Wednesday, March 3, 2010

Lovecraft and his circle

There is deep pleasure in reading Lovecraft and the Lovecraft-derived stories by people like Clark Ashton Smith, Frank Belknap Long, and August Derleth.

I have been thinking all day about these two sentences from Derleth's story "The Dweller in Darkness", which strike me as particularly fine:

Who was the Blind Faceless One but Nyarlathotep? Certainly not Shub-Niggurath, the Black Goat of a Thousand Young.

Certainly not!

4 comments:

Generic said...

You've been thinking about it all day? Please share!

Tulkinghorn said...

What, for example, does the phrase "Goat of a Thousand Young" mean?

And what could possibly be the problem in figuring out who the Blind Faceless One is?
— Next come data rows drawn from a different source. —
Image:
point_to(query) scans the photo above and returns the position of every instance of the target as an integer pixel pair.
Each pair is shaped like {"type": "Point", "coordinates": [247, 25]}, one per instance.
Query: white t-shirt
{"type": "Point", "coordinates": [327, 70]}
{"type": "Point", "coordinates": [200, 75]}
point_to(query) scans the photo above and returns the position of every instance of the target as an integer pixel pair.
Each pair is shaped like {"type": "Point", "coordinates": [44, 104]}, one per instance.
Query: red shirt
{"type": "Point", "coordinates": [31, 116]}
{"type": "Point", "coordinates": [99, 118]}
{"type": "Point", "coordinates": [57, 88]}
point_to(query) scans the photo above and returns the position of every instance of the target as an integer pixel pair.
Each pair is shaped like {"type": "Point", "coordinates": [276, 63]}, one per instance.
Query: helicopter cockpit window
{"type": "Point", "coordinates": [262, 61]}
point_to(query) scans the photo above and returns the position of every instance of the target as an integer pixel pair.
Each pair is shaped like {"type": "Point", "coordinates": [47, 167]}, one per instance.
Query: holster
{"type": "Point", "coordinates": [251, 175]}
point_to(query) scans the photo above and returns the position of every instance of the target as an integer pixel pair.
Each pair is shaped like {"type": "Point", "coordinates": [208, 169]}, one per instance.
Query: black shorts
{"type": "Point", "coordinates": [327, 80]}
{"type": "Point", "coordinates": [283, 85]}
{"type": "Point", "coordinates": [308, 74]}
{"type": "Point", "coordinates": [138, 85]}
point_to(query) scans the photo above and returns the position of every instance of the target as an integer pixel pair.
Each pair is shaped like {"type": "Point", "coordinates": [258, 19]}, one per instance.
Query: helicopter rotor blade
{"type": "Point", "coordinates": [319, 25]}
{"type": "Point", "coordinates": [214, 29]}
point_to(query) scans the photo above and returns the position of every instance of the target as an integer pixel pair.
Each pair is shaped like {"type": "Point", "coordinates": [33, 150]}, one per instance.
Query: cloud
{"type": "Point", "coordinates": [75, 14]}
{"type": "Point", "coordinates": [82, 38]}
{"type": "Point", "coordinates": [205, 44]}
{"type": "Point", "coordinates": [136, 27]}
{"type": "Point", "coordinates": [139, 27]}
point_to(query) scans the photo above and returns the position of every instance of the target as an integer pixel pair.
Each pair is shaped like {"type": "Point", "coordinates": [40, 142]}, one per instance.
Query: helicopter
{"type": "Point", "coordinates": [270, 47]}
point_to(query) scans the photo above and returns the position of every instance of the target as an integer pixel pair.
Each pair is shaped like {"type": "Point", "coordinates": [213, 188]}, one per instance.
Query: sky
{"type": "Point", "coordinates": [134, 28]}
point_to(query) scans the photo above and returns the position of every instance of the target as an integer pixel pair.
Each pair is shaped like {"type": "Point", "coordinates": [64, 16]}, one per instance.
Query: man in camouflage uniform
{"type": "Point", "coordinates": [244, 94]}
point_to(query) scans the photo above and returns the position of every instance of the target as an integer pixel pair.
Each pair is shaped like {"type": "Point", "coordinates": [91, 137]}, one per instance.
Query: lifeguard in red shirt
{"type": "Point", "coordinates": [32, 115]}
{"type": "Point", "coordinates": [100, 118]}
And why was there even an issue of mis-identification with Shub-Niggurath? Does Shub-Nigurath look like the Blind Faceless One? Does he have a face? Is he blind?

Tulkinghorn said...

I am reminded of a famous passage in Swanns Way where the narrator's friend Bloch expresses the following opinion about a couple of lines of Racine:

"I am bound to admit, nevertheless," he added graciously, "that ... even the man Racine, did, once in his life, compose a line which is not only fairly rhythmical, but has also what is in my eyes the supreme
merit of meaning absolutely nothing. One is

_La blanche Oloossone et la blanche Camire_,

and the other

_La fille de Minos et de Pasiphaƫ_."

Christian Lindke said...

As Lovecraft wrote in a poem to his friend Frank Belknap Long when he sent him a copy of Swann's Way as a gift.

"Ingenuous Age once more essays to find / A proper Gift for Youth's sophistick Mind, / Well tho' he know how bootless 'tis to send / Aught that his own old Head can comprehend."

"Of Wit and Beauty keeps discreetly chary, / And forfeits Sense to be contemporary."